Nine other pages from the 9/11 PowerPoint were deleted. Also redacted was all information about these titles: “Funding of the 9/11 Attacks” and “Additional Funding Early to Mid-2001”; “Early to Mid-2000: Pilots/Intended Pilots Arrive U.S.”; “Early to Mid-2001: Non-Pilots Arrive U.S.”; “July-August 2001: Knife Purchases; August 2001: Reserving 9/11 Tickets.”

The FBI withheld each of those records citing exemption b7E to the Freedom of Information Act, which shields from disclosure “techniques and procedures for law enforcement investigations or prosecutions, or would disclose guidelines for law enforcement investigations or prosecutions if such disclosure could reasonably be expected to risk circumvention of the law.”

In addition, four pages in the PowerPoint titled “Ongoing Investigation” were blanked out. A variety of reasons cited included privacy, inter-agency or intra-agency memorandums, and techniques and procedures – but not national security.

On the other hand, the bureau last month did release one tidbit that’s sure to fire up those who believe the destruction of the Twin Towers was an “inside job” or that the Pentagon was hit by a missile, not an American Airlines Boeing 757.

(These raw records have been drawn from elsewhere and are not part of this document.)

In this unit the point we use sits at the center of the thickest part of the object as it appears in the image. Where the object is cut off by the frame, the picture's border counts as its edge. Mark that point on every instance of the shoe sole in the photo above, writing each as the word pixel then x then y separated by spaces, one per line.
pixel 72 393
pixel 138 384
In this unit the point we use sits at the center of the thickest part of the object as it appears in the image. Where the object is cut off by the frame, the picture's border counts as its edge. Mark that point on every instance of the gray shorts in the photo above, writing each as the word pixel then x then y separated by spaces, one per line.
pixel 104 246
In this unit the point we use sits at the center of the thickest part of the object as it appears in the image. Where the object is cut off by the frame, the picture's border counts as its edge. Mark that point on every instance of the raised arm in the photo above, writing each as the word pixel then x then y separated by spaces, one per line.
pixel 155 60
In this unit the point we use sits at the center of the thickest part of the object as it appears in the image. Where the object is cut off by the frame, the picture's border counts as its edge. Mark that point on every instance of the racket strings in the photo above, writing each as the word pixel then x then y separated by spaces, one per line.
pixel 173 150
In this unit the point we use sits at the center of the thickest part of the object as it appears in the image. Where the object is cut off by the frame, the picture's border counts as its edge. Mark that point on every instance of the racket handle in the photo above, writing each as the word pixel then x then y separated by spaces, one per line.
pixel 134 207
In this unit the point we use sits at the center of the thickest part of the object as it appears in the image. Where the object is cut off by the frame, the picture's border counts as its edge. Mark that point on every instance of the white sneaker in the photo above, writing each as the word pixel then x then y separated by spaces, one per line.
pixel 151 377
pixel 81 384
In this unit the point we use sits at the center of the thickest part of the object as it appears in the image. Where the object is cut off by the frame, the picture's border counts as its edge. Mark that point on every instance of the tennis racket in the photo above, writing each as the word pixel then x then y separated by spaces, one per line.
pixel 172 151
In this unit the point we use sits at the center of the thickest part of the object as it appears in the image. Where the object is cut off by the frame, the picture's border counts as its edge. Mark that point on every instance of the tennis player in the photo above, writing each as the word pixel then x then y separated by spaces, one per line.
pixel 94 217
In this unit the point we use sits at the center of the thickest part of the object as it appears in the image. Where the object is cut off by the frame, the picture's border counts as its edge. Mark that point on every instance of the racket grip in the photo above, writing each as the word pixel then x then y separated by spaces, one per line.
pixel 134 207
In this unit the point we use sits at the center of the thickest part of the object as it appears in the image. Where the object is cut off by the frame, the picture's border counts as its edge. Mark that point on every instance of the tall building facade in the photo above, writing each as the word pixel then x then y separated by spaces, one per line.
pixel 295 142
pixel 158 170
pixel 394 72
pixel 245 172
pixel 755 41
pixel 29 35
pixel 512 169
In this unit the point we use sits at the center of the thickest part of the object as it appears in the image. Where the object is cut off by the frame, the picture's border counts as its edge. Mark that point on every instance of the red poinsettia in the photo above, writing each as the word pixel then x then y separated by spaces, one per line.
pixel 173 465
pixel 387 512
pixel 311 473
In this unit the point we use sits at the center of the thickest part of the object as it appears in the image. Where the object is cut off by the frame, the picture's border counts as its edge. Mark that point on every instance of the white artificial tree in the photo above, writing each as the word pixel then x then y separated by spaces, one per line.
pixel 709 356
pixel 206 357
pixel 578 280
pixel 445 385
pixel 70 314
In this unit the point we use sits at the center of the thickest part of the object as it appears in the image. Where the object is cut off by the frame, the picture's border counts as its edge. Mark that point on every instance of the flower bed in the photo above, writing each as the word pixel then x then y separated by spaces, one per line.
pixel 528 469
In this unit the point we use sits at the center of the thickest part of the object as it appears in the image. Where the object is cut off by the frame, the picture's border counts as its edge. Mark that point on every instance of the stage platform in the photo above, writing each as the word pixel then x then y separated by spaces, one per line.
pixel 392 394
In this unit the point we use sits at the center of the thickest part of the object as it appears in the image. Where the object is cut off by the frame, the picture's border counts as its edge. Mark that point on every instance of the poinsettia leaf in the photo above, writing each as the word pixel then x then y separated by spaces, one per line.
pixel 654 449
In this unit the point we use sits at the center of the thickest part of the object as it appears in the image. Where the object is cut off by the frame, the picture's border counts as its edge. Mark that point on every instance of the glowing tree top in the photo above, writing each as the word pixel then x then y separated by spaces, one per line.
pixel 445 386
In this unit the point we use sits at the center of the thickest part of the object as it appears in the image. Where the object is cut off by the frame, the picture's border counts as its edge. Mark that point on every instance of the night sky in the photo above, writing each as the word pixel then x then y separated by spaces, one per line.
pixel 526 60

A partially declassified Memorandum for the Record (MFR) regarding an April 23, 2014 FBI briefing about its 9/11 investigation mentions a startling request for information to the FBI that day:

“The commissioners requested a list of evidence that shows it was actually a plane that crashed into the Pentagon,” the memo says.

Why did the Meese Commission make such a curious request? Did the FBI provide such a list?

The MFR’s declassified pages don’t answer those questions. Still, more than two pages of the six-page document were kept secret citing FOIA exemptions that prevent the disclosure of certain inter-agency or intra-agency memos and sensitive law enforcement techniques.